The Measurement Gap — Iain Harlow

We are pushing AI-mediated interactions into the world at enormous scale: customer support, education, coaching, onboarding, healthcare triage. Hundreds of millions of conversations a day are now conducted between humans and systems that were not there a year ago. This is happening very quickly, and it raises a question that I think deserves more attention than it is getting: how do we know whether these interactions are actually good for the people on the receiving end?

The short answer is that, for the most part, we do not.

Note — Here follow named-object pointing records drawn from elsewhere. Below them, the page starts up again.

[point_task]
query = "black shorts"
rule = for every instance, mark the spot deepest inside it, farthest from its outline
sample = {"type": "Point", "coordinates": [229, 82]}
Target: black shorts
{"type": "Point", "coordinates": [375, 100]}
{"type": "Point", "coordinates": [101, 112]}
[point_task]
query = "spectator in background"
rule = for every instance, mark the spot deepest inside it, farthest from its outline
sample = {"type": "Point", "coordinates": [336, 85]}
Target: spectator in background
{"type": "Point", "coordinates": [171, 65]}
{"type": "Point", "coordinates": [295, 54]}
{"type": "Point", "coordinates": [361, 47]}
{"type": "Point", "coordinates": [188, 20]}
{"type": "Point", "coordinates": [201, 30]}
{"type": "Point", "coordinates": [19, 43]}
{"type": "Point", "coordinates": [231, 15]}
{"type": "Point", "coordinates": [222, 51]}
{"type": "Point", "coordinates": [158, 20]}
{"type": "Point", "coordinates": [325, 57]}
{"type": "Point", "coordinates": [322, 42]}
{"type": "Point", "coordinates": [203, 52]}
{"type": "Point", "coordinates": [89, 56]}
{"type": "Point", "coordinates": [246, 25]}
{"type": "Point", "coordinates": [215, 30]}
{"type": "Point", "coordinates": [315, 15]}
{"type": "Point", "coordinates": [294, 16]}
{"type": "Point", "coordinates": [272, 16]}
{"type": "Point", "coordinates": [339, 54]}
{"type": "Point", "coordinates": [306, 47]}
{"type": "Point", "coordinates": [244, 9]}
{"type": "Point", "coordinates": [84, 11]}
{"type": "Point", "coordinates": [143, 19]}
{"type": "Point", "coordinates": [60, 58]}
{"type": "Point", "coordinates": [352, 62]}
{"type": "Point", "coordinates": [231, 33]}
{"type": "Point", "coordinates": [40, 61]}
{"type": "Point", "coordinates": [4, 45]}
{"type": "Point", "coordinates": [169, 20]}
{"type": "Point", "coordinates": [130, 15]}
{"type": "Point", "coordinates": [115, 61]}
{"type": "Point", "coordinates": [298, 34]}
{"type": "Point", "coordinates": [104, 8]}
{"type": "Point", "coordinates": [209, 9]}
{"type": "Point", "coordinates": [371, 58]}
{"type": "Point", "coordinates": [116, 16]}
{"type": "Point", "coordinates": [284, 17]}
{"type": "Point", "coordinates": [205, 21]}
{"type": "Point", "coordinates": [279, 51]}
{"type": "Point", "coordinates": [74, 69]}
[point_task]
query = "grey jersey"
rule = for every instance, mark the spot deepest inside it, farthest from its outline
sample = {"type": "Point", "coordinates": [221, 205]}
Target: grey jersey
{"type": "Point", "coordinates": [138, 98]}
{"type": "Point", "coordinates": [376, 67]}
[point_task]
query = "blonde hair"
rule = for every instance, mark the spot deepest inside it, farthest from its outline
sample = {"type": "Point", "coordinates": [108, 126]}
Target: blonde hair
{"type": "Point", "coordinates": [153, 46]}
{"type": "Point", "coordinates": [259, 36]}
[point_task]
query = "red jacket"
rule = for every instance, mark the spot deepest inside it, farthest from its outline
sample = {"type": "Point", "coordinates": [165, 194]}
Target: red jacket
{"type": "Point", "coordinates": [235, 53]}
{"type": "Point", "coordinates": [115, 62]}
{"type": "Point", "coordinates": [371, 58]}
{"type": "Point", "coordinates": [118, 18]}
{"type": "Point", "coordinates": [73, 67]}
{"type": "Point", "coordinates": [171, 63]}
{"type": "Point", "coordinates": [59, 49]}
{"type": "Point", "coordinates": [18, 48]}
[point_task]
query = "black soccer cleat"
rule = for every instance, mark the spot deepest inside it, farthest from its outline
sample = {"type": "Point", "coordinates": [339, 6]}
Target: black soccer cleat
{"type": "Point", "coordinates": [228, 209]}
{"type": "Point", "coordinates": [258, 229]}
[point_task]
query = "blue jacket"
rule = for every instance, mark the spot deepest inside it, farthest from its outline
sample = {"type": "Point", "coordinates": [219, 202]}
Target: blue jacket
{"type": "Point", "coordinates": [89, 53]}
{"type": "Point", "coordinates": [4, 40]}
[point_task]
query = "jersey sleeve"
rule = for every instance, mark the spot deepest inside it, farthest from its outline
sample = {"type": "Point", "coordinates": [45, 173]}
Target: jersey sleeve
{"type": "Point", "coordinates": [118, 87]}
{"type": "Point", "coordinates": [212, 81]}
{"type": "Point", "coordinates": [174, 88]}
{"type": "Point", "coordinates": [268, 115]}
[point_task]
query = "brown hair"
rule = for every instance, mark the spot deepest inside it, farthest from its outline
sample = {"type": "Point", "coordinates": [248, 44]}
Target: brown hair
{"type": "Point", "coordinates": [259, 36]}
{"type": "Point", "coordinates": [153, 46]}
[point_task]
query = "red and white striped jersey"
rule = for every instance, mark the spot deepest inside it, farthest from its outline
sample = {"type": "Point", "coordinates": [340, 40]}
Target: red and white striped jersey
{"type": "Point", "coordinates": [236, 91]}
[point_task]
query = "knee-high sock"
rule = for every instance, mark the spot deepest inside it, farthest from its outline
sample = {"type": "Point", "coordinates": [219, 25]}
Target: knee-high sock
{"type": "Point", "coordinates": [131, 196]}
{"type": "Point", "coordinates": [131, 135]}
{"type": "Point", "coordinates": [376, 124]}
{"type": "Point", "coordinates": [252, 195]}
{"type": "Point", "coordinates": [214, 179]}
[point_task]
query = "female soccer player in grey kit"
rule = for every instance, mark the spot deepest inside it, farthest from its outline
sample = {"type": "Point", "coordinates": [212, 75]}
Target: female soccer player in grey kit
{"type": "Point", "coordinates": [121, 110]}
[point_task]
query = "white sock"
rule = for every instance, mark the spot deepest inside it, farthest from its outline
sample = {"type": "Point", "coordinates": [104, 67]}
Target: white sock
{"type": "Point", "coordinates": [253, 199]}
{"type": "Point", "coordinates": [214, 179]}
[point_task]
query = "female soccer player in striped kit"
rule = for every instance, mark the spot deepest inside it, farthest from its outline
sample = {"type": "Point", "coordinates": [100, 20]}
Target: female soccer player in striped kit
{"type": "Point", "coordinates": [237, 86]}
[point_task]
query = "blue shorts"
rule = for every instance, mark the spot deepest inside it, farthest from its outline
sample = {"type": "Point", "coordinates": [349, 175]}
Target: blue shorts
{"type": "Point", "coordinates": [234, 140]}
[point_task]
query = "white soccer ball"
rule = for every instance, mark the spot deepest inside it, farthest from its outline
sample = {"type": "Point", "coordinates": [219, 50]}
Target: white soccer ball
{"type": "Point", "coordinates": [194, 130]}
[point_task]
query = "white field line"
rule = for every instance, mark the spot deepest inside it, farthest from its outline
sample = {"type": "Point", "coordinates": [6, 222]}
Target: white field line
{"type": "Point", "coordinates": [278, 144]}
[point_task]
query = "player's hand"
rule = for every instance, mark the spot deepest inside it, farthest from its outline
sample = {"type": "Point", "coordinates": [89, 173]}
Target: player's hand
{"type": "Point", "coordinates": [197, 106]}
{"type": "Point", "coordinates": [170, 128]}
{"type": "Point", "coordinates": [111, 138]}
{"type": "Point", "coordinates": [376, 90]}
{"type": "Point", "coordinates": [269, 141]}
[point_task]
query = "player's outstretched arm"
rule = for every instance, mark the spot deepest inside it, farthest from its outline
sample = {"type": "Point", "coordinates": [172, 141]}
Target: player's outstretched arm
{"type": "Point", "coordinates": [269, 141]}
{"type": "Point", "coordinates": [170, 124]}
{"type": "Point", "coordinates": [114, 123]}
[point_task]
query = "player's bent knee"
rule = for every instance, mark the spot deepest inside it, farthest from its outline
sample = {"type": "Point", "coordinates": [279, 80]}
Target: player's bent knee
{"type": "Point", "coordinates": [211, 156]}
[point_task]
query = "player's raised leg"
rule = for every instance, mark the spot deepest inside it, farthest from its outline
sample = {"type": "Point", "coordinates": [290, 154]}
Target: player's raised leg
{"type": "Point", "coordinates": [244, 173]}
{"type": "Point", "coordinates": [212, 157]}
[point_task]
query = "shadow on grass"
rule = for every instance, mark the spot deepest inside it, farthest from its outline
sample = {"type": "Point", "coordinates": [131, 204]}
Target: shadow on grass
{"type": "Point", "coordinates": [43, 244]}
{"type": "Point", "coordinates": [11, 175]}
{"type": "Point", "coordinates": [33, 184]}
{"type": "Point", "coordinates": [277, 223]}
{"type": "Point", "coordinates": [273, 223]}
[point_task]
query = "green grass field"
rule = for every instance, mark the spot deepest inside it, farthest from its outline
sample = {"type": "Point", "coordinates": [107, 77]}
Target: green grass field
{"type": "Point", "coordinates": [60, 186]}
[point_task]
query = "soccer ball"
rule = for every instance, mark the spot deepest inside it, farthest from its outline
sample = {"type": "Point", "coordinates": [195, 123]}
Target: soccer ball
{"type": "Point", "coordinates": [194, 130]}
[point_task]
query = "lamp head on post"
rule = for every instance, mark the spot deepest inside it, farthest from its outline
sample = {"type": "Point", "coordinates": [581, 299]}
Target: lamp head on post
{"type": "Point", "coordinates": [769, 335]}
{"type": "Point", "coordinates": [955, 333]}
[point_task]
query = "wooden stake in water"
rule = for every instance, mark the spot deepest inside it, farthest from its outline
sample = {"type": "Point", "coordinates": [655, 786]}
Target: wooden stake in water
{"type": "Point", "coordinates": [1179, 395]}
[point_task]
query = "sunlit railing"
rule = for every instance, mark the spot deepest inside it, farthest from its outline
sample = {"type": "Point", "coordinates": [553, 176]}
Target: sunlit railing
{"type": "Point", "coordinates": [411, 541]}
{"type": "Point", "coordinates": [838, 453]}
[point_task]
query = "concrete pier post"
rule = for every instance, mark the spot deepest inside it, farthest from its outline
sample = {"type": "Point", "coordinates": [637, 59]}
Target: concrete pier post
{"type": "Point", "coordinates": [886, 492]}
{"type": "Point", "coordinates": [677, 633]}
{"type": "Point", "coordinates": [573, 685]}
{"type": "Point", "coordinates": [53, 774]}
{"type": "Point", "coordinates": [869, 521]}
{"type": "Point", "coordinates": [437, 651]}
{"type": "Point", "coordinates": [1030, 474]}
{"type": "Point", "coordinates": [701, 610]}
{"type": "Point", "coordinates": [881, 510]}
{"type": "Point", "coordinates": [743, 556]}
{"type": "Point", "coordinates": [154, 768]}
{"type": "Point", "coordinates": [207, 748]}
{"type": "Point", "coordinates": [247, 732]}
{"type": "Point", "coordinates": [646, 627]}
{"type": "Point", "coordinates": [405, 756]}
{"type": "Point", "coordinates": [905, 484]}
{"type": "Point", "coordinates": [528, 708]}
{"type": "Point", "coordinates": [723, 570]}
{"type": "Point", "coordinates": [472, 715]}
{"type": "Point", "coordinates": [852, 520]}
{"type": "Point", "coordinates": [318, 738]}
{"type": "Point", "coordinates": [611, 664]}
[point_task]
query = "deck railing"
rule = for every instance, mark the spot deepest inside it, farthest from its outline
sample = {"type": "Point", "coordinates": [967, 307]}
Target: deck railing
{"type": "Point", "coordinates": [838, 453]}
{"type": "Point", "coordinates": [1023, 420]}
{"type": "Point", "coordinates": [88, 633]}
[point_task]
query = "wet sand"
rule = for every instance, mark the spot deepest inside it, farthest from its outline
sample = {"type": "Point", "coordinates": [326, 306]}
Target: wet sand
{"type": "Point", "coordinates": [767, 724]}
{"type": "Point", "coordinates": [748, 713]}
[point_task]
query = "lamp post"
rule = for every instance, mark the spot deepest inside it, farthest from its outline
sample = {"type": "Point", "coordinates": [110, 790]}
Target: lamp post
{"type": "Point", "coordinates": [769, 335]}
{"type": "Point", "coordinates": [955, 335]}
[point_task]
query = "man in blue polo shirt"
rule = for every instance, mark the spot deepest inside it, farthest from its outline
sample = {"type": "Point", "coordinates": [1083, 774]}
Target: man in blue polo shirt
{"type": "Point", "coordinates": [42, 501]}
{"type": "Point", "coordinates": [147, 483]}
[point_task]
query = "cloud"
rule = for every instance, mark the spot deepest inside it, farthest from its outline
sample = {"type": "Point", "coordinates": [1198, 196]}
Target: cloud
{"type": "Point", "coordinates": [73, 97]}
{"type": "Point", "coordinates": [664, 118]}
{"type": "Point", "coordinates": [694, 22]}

We measure what the system did. We count tickets closed, sessions completed, messages sent, and response latency. These numbers are easy to collect and they look convincing on dashboards, but each one quietly encodes a theory about what matters. The theory behind “tickets closed” is that the goal of a support interaction is to close the ticket. The theory behind “sessions completed” is that the goal of a learning experience is to finish it. These are reasonable-sounding proxies, and they are also, in many cases, wrong.

The actual goal is that the human on the other end felt helped, felt understood, and left the interaction more capable or more confident than when they arrived. That goal does not appear on any dashboard I have seen, and I think its absence is a significant blind spot in how we deploy AI today.

The metrics we choose encode our theory of what matters. If that theory is shallow, the AI will optimise for shallowness.

There is a story that has been circulating in the industry which illustrates this clearly. A company deployed AI to handle front-line customer support, and within months 50% of tickets were being resolved without a human. Response times dropped to seconds, support costs fell, and leadership was pleased with the results. Then renewal data came in, and net retention had fallen by six points.

What had happened was that many of the questions that looked like “how do I do X” were really something closer to “I am frustrated, confused, and losing confidence in this product.” A human representative would have picked up on that subtext, asked follow-up questions, and escalated the account. The AI answered the literal question and moved on. The customers were still struggling; the system simply could not see it.

The second-order effects were just as revealing. The support team, now handling only the cases that AI could not resolve, found themselves in permanent hard mode with no straightforward interactions to balance their day. One team member described the shift simply:

“I used to help people. Now I clean up messes.”

The most capable people on the team, who were also the people with the most options elsewhere, started leaving first. None of this showed up on any dashboard until it appeared in turnover data months later.

I recognise this pattern because I have seen a version of it in my own field. I spent eight years building adaptive learning systems, and one of the most important things I learned in that time was that completion and retention are almost unrelated; a student can finish every module in a course and remember very little of it a month later. The metric that clients cared about (completion rate) and the outcome that actually mattered (durable learning) were measuring different things, and optimising for one did not reliably improve the other.

The same disconnect appears wherever AI mediates a human experience. Engagement metrics for a learning platform do not tell you whether anyone actually learned anything. Completion rates for an onboarding flow do not tell you whether the new hire feels oriented or overwhelmed. Session duration for a coaching conversation does not tell you whether the person left with clarity or confusion. In each case, the metric captures the system’s activity while the human’s experience goes unrecorded.

What concerns me is that AI is extremely good at optimising for whatever metric you give it, which means the gap between what the dashboard shows and what the human actually felt can widen quickly, quietly, and at enormous scale.

We are deploying AI into human-facing interactions at a pace that far outstrips our ability to understand what those interactions actually feel like from the human side.

I do not think this is an intractable problem. It is, however, one that the industry has not yet taken seriously enough. We spend a great deal of energy on capability benchmarks, accuracy, hallucination rates, and cost per token, and comparatively little on the question of whether the people on the receiving end of all this capability are actually better off for the experience.

That question is worth working on. It will require new approaches to sensing what is really happening in AI-mediated interactions, and new ways of thinking about what “success” means when the human experience is the thing that matters most. I believe the tools and methods to do this are within reach, and I intend to write more about what that might look like in practice.